The completion of the second windmill marks not the rebirth of Snowball's utopian vision, but a further linking of the animals and humans: Used not for a dynamo but instead for milling corn (and thus making money), the windmill's symbolic meaning has (like everything else) been reversed and corrupted. Animal Farm is now inexorably tied to its human neighbors in terms of commerce and atmosphere.

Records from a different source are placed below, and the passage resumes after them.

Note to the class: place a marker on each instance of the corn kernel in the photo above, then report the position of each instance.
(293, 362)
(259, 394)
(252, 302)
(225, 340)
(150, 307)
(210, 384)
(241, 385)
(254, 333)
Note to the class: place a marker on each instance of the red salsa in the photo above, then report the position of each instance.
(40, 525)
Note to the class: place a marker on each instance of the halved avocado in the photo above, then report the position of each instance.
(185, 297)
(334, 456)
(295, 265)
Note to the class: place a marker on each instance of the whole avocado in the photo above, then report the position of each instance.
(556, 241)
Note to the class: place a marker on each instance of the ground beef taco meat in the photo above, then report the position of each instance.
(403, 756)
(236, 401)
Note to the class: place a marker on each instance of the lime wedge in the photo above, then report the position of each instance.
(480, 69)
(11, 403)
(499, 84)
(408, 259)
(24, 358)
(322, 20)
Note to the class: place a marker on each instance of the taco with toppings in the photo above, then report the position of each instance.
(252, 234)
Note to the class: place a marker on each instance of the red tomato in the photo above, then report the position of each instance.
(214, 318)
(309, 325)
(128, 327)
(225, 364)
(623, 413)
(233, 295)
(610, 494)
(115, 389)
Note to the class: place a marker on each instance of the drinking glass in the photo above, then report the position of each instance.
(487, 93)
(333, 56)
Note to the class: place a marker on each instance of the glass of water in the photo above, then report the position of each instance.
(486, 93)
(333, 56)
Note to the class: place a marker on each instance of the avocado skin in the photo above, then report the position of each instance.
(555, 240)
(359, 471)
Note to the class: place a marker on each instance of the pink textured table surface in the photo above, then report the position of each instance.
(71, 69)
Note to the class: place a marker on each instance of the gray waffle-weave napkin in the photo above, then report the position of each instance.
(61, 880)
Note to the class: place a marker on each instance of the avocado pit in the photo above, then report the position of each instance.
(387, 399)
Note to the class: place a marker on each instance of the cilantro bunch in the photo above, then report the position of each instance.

Orwell has years pass between Chapters 9 and 10 to stress the ways in which the animals' lack of any sense of history has rendered them incapable of judging their present situation: The animals cannot complain about their awful lives, since "they had nothing to go upon except Squealer's lists of figures, which invariably demonstrated that everything was getting better and better." As Winston Smith, the protagonist of Orwell's Nineteen-Eight-Four understands, the government "could thrust its hand into the past and say of this or that event it never happened." This same phenomena occurs now on Animal Farm, where the animals cannot recall there ever having been a way of life different from their present one and, therefore, no way of life to which they can compare their own. Although "Beasts of England" is hummed in secret by some would-be rebels, "no one dared to sing it aloud." The pigs have won their ideological battle, as the Party wins its war with Winston's mind at the end of Nineteen-Eight-Four. Only Benjamin — a means by which Orwell again voices his own opinion of the matter — is able to conclude that "hunger, hardship, and disappointment" are the "unalterable law of life."